In one case, it is claimed that Croatian intelligence requested a Bosnian known as HC to transfer a bag full of weapons to a mosque in central Bosnia in April 2018. Prior to that, a Croatian official had reportedly ordered him to create a fake Facebook profile praising the Islamic State of Iraq and the Levant (ISIL or ISIS), and use it to spy on Muslims in Bosnia.

Dragan Mektic, Bosnia's security minister told local media following the news that the "false flag" operation was intended to prove allegations made by Croatian President Kolinda Grabar-Kitarovic that Bosnia and Herzegovina is a "terrorism haven".

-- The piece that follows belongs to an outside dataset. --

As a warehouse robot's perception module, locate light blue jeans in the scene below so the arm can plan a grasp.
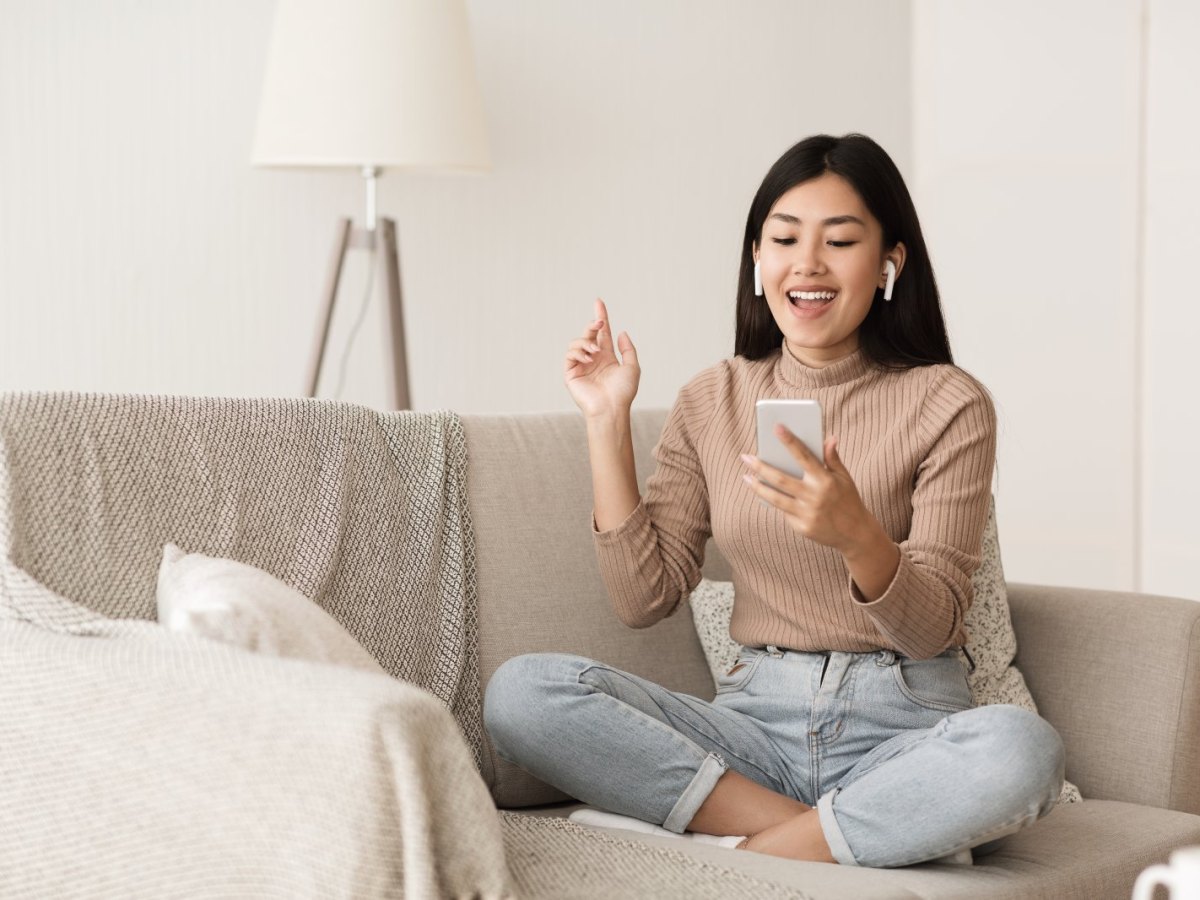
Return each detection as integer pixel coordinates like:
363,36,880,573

He said that for the past two years, Croatian agencies have tried to exhort Bosnian citizens connected with ‘Salafis’ to transport weapons to mosques in Bosnia, where they would later be "discovered".

Goran Kovacevic, professor at the University of Sarajevo's criminology and security studies faculty, said Croatia is "certainly leading a special type of warfare against Bosnia".

"We've seen this with their propaganda directed against Bosnia by way of Croatian politicians, other officials and media," Kovacevic told the source.

Damir Becirevic, a former member of the monitoring committee for Bosnia's security agency, told Al-Jazeera that the case exemplifies Croatia's years-long attempt to discredit Bosnia.

"Outside [the region], Croatia pretends to be a friend to [Bosnia]," he said. "But with concrete moves, it attempts to do everything it can to bring about Bosnia's destabilization."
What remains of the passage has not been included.